Arthritis Rheum 2007 Jan;56(1):101-7
Centre Hospitalier Universitaire Vaudois, Lausanne, Switzerland.
Objective: Protease-activated receptor 2 (PAR-2) activation has been linked to pro- and antiinflammatory cellular responses. We undertook this study to explore the importance of PAR-2 activation in 4 murine models of arthritis and to analyze the expression of PAR-2 in human arthritic synovium.
Methods: Zymosan-induced arthritis (ZIA), K/BxN serum-induced arthritis, and Freund's complete adjuvant (CFA)-induced arthritis were generated in naive PAR-2(-/-) mice and PAR-2(+/+) littermates. Antigen-induced arthritis (AIA) was generated in immunized mice using methylated bovine serum albumin (mBSA). The severity of arthritis was assessed by clinical scoring, technetium uptake measurement, and histologic analysis. Immune responses to mBSA were also evaluated from AIA. The expression of PAR-2 in synovial tissues from rheumatoid arthritis (RA) and osteoarthritis (OA) patients was compared.

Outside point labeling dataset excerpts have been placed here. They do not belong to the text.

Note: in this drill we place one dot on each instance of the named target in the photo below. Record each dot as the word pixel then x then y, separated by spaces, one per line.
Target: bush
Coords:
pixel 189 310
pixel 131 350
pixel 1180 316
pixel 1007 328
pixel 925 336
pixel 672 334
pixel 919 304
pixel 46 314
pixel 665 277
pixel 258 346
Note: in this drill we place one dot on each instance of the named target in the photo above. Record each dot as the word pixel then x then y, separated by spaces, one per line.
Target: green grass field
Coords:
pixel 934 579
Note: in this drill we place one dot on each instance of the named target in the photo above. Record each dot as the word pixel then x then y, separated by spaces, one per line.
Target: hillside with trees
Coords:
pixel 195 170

Results: In AIA, arthritis was significantly decreased in PAR-2-deficient mice and was associated with decreased levels of anti-mBSA IgG antibodies and lymph node cell proliferation. No difference in arthritis severity was seen in mice with ZIA, K/BxN serum-induced arthritis, and CFA-induced arthritis. Synovial biopsy specimens from RA patients demonstrated significantly increased expression of PAR-2 compared with those from OA patients.
Conclusion: PAR-2 deficiency was found to modulate articular inflammation in murine models of arthritis that require prior immunization and was associated with reduced levels of anti-mBSA IgG and lymph node cell proliferation in AIA. Expression of PAR-2 in RA synovium was significantly higher than that in OA synovium, and this suggests that PAR-2 is implicated in the pathogenesis of immune-mediated forms of arthritis.